Вдов был и бездетен; про супругу-то его был слух, что усахарил он ее будто еще на первом году и что смолоду ручкам любил волю давать; только давно уж перед тем это было; снова же обязаться браком не захотел. Слаб был тоже и выпить, и, когда наступал ему срок, то хмельной по городу бежит нагишом и вопит; город не знатный, а все зазорно. Когда же переставал срок, становился сердит, и все, что он рассудит, то и хорошо, и все, что повелит, то и прекрасно. А народ рассчитывал произвольно; возьмет счеты, наденет очки: «Тебе, Фома, сколько?» — «С Рождества не брал, Максим Иванович, тридцать девять рублев моих есть». — «Ух сколько денег! Это много тебе; ты и весь таких денег не стоишь, совсем не к лицу тебе будет: десять рублей с костей долой, а двадцать девять получай». И молчит человек; да и никто не смеет пикнуть, все молчат.
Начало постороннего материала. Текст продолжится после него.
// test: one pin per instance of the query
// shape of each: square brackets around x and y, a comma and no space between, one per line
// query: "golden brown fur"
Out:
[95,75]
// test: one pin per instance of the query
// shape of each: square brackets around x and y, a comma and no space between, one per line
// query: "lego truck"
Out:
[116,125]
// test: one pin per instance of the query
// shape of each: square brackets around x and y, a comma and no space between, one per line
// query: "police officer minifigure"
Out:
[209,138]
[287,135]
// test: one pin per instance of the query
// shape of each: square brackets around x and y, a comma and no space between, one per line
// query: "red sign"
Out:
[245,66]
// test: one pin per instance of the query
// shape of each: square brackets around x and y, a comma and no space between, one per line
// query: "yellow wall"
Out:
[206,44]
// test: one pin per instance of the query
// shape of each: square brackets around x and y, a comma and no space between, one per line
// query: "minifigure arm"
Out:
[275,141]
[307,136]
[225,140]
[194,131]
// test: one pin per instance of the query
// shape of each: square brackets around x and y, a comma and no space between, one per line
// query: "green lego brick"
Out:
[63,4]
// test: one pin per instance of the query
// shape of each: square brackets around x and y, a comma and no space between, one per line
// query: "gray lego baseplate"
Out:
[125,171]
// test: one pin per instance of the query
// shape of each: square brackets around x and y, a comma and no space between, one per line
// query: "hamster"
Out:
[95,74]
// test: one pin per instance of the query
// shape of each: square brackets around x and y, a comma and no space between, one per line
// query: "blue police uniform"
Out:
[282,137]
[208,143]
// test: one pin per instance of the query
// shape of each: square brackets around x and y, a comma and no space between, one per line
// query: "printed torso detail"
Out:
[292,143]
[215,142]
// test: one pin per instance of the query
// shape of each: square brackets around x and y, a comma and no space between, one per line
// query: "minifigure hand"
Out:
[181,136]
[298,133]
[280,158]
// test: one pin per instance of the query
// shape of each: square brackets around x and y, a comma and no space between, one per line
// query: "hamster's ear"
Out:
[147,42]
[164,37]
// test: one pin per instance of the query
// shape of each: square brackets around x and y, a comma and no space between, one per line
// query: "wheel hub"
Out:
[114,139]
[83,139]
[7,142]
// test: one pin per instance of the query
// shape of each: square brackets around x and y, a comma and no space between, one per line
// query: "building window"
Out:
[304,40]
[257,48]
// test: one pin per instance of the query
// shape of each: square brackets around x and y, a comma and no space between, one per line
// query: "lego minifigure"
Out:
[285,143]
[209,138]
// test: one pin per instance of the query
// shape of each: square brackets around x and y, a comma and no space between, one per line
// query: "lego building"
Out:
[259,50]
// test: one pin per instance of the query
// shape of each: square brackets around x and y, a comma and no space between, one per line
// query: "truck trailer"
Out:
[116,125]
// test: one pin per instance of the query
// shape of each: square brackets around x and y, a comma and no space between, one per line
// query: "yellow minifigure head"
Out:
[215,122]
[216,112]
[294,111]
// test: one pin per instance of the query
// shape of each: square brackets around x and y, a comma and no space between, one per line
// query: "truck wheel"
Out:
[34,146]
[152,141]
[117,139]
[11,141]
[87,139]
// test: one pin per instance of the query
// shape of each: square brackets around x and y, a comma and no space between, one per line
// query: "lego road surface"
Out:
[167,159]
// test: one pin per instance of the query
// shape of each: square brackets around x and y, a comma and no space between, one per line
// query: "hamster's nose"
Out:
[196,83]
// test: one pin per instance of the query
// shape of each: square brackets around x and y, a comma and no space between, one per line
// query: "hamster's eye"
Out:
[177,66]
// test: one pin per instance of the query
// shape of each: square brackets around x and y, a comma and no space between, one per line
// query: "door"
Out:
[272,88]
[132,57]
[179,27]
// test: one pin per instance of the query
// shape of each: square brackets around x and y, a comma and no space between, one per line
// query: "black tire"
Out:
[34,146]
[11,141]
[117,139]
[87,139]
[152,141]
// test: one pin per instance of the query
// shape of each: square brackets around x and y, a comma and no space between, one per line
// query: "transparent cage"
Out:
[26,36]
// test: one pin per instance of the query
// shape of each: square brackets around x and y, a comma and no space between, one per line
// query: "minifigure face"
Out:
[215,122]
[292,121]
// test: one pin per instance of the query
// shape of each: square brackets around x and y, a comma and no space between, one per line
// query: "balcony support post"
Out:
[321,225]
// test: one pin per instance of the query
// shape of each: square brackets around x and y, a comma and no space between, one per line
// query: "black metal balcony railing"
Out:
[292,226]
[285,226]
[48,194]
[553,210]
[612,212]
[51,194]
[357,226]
«Я, говорит, знаю, сколько ему следует дать. С здешним народом по-другому нельзя. Здешний народ развратен; без меня б они все здесь с голоду перемерли, сколько их тут ни есть. Опять сказать, народ здешний — вор, на что взглянет, то и тянет, никакого в нем мужества нет. Опять взять и то, что он — пьяница; разочти его, он в кабак снесет, и сидит в кабаке наг — ни ниточки, выходит голешенек. Опять же он — и подлец: сядет супротив кабака на камушек и пошел причитать: „Матушка моя родимая, и зачем же ты меня, такого горького пьяницу, на свет произвела? А и лучше б ты меня, такого горького пьяницу, на роду придавила!“ Так разве это — человек? Это — зверь, а не человек; его, перво-наперво, образить следует, а потом уж ему деньги давать. Я знаю, когда ему дать».
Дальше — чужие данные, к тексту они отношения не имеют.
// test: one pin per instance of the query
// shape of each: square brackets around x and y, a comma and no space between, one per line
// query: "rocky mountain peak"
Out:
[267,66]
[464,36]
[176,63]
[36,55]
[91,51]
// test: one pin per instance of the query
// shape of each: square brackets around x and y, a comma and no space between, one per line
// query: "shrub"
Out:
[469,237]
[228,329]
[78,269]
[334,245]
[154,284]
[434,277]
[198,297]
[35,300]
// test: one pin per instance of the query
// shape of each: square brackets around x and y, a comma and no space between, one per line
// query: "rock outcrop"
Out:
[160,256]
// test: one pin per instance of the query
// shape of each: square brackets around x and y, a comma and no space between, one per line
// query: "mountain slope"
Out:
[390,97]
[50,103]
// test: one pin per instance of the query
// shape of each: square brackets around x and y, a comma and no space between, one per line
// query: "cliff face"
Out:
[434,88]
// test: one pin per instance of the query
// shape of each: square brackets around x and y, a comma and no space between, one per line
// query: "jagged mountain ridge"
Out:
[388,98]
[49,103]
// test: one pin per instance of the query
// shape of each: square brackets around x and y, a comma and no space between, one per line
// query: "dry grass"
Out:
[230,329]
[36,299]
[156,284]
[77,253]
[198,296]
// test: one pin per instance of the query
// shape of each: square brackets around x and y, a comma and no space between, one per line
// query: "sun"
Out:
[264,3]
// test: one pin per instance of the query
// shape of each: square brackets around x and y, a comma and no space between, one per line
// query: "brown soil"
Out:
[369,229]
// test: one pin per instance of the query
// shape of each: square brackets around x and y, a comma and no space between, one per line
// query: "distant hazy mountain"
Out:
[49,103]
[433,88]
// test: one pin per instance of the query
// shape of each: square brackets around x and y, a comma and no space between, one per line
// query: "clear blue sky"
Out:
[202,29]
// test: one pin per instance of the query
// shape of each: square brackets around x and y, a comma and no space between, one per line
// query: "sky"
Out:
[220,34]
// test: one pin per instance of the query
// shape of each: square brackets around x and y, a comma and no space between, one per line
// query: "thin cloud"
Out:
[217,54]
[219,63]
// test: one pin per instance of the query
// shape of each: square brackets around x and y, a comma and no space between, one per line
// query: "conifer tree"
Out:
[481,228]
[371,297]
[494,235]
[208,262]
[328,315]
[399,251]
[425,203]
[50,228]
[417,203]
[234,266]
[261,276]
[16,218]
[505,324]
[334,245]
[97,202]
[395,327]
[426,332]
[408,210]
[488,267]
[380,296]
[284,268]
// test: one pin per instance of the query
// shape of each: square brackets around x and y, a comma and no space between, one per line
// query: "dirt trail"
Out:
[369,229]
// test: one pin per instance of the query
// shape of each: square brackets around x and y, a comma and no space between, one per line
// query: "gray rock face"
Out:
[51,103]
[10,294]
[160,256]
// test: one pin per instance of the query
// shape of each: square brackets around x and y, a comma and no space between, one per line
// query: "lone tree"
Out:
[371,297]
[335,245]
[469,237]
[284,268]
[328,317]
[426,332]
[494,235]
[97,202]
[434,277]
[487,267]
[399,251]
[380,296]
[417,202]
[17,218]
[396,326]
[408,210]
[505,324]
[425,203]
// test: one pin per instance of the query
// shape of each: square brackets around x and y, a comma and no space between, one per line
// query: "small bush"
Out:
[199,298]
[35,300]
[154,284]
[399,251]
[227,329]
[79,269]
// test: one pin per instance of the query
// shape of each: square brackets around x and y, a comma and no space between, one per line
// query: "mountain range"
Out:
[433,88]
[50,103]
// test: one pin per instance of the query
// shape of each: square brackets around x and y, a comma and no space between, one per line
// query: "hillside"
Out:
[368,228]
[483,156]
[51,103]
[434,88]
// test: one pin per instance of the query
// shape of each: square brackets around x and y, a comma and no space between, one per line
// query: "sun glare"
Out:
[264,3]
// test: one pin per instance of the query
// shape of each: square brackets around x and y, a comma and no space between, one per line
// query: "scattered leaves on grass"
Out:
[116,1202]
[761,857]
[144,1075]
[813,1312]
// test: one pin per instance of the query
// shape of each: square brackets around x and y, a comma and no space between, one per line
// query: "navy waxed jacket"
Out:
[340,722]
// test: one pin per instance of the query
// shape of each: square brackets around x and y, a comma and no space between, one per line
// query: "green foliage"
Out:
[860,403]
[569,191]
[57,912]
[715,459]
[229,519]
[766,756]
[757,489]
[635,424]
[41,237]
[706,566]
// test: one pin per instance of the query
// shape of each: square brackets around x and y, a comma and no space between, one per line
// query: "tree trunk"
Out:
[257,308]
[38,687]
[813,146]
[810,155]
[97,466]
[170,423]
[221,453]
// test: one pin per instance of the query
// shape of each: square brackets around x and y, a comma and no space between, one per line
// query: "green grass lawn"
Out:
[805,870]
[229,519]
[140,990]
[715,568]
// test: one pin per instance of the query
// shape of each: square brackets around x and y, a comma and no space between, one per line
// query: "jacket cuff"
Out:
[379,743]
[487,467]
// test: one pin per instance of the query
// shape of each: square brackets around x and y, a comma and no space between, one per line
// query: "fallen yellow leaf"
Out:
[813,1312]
Вот так говорил Максим Иванович об народе афимьевском; хоть худо он это говорил, а все ж и правда была: народ был стомчивый, не выдерживал.
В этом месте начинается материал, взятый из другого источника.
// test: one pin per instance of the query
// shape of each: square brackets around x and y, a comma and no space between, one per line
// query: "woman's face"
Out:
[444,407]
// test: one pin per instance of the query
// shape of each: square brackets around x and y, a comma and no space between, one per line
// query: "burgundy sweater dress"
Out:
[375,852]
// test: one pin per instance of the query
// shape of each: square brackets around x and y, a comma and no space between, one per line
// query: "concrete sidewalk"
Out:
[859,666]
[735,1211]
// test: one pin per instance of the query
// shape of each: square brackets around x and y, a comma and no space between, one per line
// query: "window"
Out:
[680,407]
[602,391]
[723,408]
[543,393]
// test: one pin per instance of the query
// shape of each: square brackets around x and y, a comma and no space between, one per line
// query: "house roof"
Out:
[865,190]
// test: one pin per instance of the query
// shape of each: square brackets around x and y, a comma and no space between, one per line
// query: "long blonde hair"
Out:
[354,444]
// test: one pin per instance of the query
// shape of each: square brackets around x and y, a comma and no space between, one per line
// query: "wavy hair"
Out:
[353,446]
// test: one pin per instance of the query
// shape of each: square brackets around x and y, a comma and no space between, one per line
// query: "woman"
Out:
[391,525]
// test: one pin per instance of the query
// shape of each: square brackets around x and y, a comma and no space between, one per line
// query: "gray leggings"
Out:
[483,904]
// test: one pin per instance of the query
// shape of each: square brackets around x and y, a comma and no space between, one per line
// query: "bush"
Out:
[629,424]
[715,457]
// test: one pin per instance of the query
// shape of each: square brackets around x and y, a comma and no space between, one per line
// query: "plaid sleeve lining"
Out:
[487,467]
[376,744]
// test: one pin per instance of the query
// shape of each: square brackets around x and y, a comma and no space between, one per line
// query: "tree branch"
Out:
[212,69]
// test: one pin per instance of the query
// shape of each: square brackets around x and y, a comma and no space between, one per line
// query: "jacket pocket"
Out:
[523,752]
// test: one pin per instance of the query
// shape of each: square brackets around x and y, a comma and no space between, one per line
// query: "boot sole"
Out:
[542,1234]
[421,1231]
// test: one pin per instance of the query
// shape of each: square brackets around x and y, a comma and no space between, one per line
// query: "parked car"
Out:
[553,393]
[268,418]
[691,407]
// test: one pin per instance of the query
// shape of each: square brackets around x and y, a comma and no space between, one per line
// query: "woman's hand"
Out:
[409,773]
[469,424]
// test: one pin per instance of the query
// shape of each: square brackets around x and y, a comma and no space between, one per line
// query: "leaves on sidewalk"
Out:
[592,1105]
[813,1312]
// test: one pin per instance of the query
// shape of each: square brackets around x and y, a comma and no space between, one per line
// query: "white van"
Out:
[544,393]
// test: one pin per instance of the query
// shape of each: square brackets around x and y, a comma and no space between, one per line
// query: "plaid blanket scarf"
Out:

Жил в этом же городе и другой купец, да и помер; человек был молодой и легкомысленный, прогорел и всего капиталу решился. Бился в последний год, как рыба на песке, да урок житию его приспел. С Максим Ивановичем все время не ладил и кругом ему должен остался. В последний час еще Максима Ивановича проклинал. И оставил по себе вдову еще молодую, да с ней вместе и пятерых детей. И одинокой-то вдовице оставаться после супруга, подобно как бесприютной ластовице, — немалое испытание, а не то что с пятерыми младенцами, которых пропитать нечем: последнее именьишко, дом деревянный, Максим Иванович за долг отбирал. И поставила она их всех рядком у церковной паперти; старшему мальчику восемь годков, а остальные все девочки погодки, все мал малой меньше; старшенькая четырех годков, а младшая еще на руках, грудь сосет. Кончилась обедня, вышел Максим Иванович, и все деточки, все-то рядком стали перед ним на коленки — научила она их перед тем, и ручки перед собой ладошками как один сложили, а сама за ними, с пятым ребенком на руках, земно при всех людях ему поклонилась: «Батюшка, Максим Иванович, помилуй сирот, не отымай последнего куска, не выгоняй из родного гнезда!» И все, кто тут ни был, все прослезились — так уж хорошо она их научила. Думала: «При людях-то возгордится и простит, отдаст дом сиротам», только не так оно вышло. Стал Максим Иванович: «Ты, говорит, молодая вдова, мужа хочешь, а не о сиротах плачешь. Покойник-то меня на смертном одре проклинал», — и прошел мимо и не отдал дом. «Чего ихним дурачествам подражать (то есть поблажать)? Окажи благодеяние, еще пуще станут костить; все сие ничтоже успевает, а лишь паче молва бывает». А молва-то ходила и впрямь, что будто он к сей вдовице, еще к девице, лет десять перед тем подсылал и большим капиталом жертвовал (красива уж очень была), забывая, что грех сей все едино что храм Божий разорить; да ничего тогда не успел. А мерзостей этих самых, и по городу, и по всей даже губернии, производил немало, и даже всякую меру в сем случае потерял.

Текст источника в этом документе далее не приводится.